Passengers on Southwest flight 3606 from Seattle to Dallas were somewhat surprised yesterday when an announcement came over the PA system that the plane would turn around in midair and head back to Seattle. There was no bad weather or turbulence. The plane wasn't experiencing a mechanical failure. It's just that someone had forgotten a heart on it. Yup, a living human heart. The pilot figured it was needed back in Seattle ASAP.
And so, about an hour and a half into the flight, somewhere over Idahothe plane did a 180 and went back the way it had come. It was a full flight, but the passengers were generally happy to give up a little of their time in order to possibly save someone's life. But, they wondered, how could someone just forget a human heart on an airplane? And where exactly was the heart? Besides, most organ donation programs would not risk transporting something so precious and time-sensitive as a human heart on a commercial flight, with the inherent risk of delays. How the heck did it get on the flight?
Thanks to The New York Times, we have some answers. It turns out the heart itself was not intended to be transplanted, but a company called LifeNet Health in Renton, not far from the Seattle airport, planned to use valves and tissues from the heart in future surgeries. That changes the timeline somewhat. If a whole heart is being transplanted into a new body it needs to get there within four to six hours of being removed from the old one. But the valves and tissues LifeNet planned to use could travel up to 48 hours and still be usable.
A courier company had sent the heart from Sacramento to Seattle using Southwest's cargo service. But for reasons that still aren't clear, the ground crew failed to unload it before the plane continued to Dallas. LifeNet expressed its gratitude to Southwest for turning around and bringing the heart back where it belonged.

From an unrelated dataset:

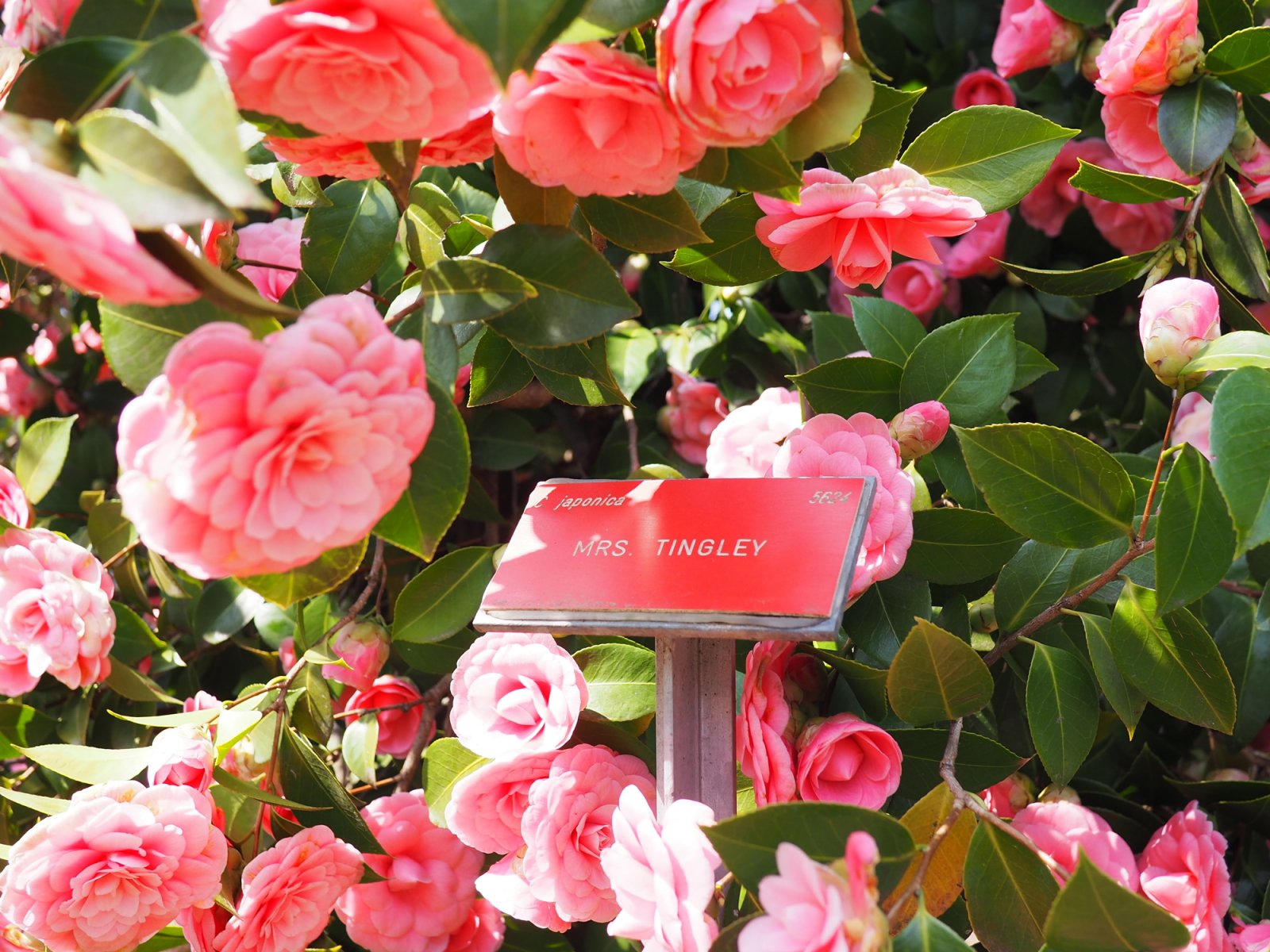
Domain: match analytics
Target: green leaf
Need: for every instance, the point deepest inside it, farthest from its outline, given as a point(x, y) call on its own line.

As for the Dallas-bound passengers on flight 3606, their plane was taken out of service due to an unrelated mechanical issue. They finally got to t to Dallas five hours later than they were supposed to. A Southwest spokesperson told the Times that the airline sincerely regretted inconveniencing those passengers and that it would be reaching out to them with "a gesture of good will to apologize for the disruption to their travel." Presumably, that means they'll wind up with some free travel vouchers. And a heckuva good story to tell.